Di tengah sorotan atas penyegelan gerai perhiasan mewah Tiffany & Co, Direktorat Jenderal Bea dan Cukai akhirnya mengungkap bahwa perkara ini tidak berhenti pada pemeriksaan biasa. Otoritas kepabeanan menyebut hasil audit telah menghasilkan denda administratif Rp 97,49 miliar untuk perusahaan tersebut.
Penyegelan sejumlah gerai Tiffany & Co sejak Februari 2026 sebelumnya memunculkan tanda tanya besar di kalangan publik. Menteri Keuangan Purbaya Yudhi Sadewa ikut mempertanyakan dasar hukum dan kejelasan langkah itu karena status perkaranya dinilai menggantung.
Pertanyaan Menkeu soal dasar penyegelan
Purbaya menyampaikan kritiknya dalam konferensi pers APBN KiTa pada Jumat (5/6/2026). Ia menilai penanganan kasus tersebut belum terang, sementara gerai sudah disegel selama berbulan-bulan.

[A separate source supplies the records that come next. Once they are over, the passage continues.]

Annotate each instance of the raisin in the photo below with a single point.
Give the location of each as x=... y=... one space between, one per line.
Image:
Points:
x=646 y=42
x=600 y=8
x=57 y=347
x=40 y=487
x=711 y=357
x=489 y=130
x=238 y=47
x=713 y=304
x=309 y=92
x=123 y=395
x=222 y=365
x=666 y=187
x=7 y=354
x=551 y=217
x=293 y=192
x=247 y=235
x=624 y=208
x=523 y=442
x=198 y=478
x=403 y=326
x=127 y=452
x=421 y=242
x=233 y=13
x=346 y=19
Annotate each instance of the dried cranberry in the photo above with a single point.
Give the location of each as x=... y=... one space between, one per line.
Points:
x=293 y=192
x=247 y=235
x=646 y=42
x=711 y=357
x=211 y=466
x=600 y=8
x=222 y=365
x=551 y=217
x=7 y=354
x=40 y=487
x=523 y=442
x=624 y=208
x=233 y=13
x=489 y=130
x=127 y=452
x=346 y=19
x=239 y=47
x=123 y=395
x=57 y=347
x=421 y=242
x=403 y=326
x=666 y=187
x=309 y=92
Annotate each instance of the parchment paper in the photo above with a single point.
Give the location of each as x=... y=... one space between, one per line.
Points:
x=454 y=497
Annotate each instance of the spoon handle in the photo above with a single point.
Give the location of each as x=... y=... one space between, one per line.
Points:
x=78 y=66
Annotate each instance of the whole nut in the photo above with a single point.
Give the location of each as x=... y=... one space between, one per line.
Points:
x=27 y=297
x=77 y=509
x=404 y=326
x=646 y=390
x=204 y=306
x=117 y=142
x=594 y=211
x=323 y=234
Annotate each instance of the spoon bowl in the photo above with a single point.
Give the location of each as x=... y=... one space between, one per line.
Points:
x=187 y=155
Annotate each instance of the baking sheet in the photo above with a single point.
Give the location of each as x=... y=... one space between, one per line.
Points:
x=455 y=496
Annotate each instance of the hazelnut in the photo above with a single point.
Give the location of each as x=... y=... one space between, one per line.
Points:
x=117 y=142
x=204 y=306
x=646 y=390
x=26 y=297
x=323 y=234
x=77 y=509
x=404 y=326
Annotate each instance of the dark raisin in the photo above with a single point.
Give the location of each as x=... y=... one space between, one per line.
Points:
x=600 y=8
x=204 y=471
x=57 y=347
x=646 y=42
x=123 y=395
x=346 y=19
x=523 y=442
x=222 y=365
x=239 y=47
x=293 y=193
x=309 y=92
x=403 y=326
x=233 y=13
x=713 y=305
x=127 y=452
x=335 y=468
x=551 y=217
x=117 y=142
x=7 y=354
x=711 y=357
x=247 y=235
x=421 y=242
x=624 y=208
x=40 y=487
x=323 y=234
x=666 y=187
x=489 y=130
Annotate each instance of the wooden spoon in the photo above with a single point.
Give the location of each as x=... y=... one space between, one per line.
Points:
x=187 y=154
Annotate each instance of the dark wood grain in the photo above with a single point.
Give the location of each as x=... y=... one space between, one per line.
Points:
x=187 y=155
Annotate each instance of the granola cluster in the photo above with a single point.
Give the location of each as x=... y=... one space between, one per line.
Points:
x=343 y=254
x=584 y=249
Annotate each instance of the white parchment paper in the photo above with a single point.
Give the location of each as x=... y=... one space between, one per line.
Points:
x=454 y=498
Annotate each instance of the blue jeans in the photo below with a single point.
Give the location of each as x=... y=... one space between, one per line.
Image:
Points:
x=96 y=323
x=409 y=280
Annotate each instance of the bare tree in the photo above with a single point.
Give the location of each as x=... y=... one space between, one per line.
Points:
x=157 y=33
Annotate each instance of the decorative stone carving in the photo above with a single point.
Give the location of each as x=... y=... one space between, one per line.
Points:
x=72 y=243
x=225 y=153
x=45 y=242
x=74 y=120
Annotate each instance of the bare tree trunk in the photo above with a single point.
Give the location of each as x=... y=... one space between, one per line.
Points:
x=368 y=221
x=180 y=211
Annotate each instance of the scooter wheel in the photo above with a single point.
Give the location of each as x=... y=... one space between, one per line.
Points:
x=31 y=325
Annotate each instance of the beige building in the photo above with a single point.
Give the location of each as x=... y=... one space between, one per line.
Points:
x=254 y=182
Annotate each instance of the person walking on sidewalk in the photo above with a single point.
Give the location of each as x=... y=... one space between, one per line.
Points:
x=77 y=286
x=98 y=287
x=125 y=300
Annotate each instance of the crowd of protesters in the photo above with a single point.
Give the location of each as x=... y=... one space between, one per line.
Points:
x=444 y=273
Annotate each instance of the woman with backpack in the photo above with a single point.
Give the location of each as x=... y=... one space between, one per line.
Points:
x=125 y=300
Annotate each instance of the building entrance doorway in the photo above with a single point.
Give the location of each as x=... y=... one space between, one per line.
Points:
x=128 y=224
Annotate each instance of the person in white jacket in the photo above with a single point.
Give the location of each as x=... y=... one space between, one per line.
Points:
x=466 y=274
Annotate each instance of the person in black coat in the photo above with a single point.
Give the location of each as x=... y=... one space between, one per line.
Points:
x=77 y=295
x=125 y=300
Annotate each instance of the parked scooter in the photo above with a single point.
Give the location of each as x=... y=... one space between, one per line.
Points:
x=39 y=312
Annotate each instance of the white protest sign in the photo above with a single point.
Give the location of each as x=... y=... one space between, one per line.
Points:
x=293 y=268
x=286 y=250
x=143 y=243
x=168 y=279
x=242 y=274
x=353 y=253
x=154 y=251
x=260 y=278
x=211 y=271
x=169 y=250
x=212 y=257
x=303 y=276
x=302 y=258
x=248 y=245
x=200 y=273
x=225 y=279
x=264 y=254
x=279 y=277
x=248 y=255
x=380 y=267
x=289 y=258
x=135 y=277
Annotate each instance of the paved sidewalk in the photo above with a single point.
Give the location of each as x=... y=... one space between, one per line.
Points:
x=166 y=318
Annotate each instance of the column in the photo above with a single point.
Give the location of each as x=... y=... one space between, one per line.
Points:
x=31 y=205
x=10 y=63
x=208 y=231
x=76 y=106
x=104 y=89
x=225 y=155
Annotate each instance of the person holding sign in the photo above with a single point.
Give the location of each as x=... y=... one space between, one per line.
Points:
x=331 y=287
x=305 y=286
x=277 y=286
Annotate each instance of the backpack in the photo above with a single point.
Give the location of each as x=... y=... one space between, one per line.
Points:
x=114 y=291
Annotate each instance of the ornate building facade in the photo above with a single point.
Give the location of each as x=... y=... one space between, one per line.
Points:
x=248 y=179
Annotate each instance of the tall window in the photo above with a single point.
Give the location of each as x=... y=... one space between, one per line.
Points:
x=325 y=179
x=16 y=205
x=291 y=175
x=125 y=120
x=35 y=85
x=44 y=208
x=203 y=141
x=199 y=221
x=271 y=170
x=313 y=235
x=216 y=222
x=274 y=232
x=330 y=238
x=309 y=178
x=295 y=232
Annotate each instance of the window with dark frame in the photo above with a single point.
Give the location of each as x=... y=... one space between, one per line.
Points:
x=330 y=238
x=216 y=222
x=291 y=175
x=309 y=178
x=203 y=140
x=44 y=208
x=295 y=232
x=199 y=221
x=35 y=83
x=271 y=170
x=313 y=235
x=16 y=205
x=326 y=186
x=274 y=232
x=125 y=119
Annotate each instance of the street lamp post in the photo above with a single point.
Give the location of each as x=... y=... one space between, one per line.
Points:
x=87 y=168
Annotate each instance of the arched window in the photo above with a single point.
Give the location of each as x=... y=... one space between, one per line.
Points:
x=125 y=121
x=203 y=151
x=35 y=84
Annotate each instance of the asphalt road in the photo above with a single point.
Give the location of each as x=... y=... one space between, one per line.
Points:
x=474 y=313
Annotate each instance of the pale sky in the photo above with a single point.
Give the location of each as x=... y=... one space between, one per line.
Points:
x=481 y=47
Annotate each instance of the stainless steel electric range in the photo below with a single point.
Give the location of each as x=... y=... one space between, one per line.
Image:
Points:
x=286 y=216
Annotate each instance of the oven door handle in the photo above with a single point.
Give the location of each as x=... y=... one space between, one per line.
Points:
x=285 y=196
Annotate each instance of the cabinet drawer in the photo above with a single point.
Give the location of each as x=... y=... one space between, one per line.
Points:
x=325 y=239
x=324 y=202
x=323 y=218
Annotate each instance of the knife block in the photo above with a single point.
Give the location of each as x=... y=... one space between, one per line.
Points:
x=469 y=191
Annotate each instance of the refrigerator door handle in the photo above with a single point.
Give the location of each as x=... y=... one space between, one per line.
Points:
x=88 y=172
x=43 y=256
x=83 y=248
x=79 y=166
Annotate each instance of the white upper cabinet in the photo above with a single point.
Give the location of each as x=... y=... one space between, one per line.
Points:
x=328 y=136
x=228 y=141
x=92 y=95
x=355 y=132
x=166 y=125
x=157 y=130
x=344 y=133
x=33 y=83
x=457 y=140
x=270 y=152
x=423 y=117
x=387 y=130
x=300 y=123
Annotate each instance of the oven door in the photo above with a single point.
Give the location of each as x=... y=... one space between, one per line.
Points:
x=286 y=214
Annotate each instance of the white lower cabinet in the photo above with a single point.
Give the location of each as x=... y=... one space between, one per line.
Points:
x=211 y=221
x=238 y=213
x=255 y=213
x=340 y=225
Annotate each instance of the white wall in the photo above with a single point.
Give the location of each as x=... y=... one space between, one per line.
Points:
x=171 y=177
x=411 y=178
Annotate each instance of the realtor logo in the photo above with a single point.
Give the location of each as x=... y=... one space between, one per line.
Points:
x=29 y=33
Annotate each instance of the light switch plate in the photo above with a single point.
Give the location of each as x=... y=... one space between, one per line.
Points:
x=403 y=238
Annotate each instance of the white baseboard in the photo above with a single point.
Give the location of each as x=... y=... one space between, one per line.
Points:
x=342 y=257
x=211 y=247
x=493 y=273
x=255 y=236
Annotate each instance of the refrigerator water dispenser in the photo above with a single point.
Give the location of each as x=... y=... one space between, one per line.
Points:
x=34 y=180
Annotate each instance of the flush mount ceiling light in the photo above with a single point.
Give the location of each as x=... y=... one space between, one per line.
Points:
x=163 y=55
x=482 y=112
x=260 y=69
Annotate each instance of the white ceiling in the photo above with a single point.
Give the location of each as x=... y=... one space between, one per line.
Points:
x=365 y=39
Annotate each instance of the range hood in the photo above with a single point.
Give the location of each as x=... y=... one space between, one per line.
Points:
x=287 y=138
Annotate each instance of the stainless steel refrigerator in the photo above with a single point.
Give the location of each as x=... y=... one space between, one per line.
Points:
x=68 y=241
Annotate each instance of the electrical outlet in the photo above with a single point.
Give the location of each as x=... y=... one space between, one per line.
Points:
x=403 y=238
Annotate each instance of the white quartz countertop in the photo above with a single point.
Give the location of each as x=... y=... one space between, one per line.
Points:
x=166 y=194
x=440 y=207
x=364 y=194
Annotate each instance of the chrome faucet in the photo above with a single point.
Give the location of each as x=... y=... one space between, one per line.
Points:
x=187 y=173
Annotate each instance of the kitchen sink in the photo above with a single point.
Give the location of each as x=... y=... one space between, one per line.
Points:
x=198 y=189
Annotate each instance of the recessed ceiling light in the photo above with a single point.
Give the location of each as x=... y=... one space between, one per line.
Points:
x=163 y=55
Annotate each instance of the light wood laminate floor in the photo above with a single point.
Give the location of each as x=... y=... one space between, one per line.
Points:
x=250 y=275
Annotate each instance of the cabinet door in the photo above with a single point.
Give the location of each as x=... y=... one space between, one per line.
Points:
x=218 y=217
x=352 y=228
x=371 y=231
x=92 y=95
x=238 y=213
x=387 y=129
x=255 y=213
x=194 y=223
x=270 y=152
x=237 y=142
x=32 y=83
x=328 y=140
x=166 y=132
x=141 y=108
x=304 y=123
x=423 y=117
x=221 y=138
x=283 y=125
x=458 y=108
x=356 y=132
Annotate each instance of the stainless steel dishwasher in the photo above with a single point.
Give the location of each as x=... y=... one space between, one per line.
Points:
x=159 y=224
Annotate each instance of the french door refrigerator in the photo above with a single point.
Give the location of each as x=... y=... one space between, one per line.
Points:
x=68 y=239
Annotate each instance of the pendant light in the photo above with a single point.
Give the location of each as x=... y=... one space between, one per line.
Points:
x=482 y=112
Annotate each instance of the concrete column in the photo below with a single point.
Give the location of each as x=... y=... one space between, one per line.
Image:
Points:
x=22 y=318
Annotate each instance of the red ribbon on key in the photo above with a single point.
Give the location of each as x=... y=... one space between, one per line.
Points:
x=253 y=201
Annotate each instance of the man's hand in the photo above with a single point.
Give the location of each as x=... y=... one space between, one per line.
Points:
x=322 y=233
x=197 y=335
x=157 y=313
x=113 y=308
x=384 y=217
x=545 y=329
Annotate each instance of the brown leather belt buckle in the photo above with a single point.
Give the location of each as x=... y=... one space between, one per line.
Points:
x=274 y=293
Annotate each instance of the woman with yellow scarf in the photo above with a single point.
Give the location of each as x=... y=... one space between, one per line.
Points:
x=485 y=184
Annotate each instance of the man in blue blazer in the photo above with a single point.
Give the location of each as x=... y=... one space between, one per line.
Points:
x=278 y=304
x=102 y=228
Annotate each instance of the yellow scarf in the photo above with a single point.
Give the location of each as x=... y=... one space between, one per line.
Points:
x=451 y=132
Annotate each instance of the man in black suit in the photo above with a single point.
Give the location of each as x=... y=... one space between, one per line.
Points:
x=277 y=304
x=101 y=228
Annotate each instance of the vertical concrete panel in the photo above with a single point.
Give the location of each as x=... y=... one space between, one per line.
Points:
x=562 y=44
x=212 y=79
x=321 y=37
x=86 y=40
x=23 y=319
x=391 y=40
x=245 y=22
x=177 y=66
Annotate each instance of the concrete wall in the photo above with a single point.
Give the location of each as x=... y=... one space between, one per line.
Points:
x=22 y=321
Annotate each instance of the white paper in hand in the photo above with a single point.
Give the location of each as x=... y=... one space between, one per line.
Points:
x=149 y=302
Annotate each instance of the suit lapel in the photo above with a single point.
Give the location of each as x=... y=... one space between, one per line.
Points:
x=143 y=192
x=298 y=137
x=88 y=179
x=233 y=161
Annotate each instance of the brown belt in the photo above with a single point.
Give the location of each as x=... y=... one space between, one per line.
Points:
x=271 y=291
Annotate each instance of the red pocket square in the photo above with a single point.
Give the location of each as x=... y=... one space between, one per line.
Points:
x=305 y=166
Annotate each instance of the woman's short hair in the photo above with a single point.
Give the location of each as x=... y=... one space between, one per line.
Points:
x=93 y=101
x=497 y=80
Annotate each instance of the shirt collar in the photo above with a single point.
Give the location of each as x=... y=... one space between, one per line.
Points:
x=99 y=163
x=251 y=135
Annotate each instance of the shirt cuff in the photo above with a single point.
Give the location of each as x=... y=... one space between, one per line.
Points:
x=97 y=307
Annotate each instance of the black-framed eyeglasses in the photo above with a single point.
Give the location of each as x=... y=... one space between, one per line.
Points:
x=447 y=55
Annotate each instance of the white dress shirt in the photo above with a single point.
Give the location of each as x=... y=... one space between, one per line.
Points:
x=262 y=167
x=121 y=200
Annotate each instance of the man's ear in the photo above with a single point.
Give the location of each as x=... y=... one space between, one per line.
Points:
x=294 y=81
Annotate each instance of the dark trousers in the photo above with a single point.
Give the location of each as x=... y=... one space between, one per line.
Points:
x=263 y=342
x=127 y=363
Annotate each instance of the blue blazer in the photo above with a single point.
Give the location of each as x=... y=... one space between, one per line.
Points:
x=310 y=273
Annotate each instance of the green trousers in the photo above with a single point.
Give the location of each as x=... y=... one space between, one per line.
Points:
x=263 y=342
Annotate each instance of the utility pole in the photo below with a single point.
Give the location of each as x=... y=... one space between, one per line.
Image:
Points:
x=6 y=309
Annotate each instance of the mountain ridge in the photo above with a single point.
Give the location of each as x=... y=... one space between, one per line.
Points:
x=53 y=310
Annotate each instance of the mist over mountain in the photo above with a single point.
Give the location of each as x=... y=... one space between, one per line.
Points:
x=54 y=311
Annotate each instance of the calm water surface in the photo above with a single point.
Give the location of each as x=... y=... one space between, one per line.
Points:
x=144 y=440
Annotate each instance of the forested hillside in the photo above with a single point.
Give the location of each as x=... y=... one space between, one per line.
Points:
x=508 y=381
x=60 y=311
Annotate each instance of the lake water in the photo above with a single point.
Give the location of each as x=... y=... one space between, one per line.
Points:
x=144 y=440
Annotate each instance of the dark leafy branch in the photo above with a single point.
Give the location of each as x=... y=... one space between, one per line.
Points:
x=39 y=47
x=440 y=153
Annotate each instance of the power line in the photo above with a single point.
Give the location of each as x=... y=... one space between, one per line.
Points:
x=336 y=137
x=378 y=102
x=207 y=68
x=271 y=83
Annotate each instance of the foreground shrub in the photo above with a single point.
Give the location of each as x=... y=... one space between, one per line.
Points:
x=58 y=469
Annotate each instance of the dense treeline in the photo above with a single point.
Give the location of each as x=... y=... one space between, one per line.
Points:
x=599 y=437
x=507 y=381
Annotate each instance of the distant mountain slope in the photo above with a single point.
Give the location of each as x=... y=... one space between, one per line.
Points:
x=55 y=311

Pernyataan itu muncul setelah Direktur Jenderal Bea dan Cukai Djaka Budhi Utama menyebut penelitian dan audit terhadap Tiffany & Co masih berjalan di bawah Direktur Audit. Djaka saat itu juga mengatakan pihaknya belum menerima hasil pemeriksaan.
Purbaya langsung merespons dengan nada mempertanyakan kejelasan proses yang berjalan. Ia menegaskan bahwa kondisi seperti itu membuat status kasus terlihat tidak jelas.
Fokus pemeriksaan ada pada dokumen impor
Di tengah sorotan tersebut, Bea Cukai menjelaskan bahwa pemeriksaan diarahkan pada dokumen impor Tiffany & Co. Dokumen itu diteliti untuk mencari kemungkinan pelanggaran administrasi.
Djaka menyebut pemeriksaan dilakukan secara mendalam karena dokumen impor memang menjadi bagian yang ditelusuri. Dari sana, otoritas ingin memastikan ada atau tidak pelanggaran yang dilakukan perusahaan.
Penjelasan itu kemudian dilengkapi dengan koreksi dari Djaka. Ia mengonfirmasi bahwa proses audit sebenarnya sudah selesai dilakukan oleh Bea Cukai.
Denda administratif mencapai puluhan miliar
Hasil audit itu berujung pada sanksi administratif yang tidak kecil. Tiffany & Co dijatuhi denda total Rp 97,49 miliar.
Jumlah tersebut terdiri atas denda Rp 78,5 miliar dan kekurangan pajak serta pungutan impor sebesar Rp 18,99 miliar. Bea Cukai kini masih menunggu penyelesaian kewajiban pembayaran dari perusahaan tersebut.
Tagihan denda dan pajak itu belum memasuki masa jatuh tempo. Karena itu, otoritas masih menunggu pemenuhan kewajiban dari pihak perusahaan.
Perbedaan keterangan jadi perhatian
Kasus ini menarik perhatian karena ada perbedaan keterangan soal status audit. Di satu sisi, Menkeu meminta kejelasan atas dasar penyegelan yang sudah berlangsung sejak Februari 2026.
Di sisi lain, Bea Cukai menegaskan bahwa pemeriksaan telah berujung pada temuan administratif bernilai besar. Perbedaan penjelasan tersebut membuat alur penanganan kasus ini ikut menjadi sorotan.
Situasi ini juga menegaskan pentingnya kepastian prosedur dalam penindakan kepabeanan. Hal itu menjadi semakin penting ketika perkara menyangkut merek global yang beroperasi di pasar mewah.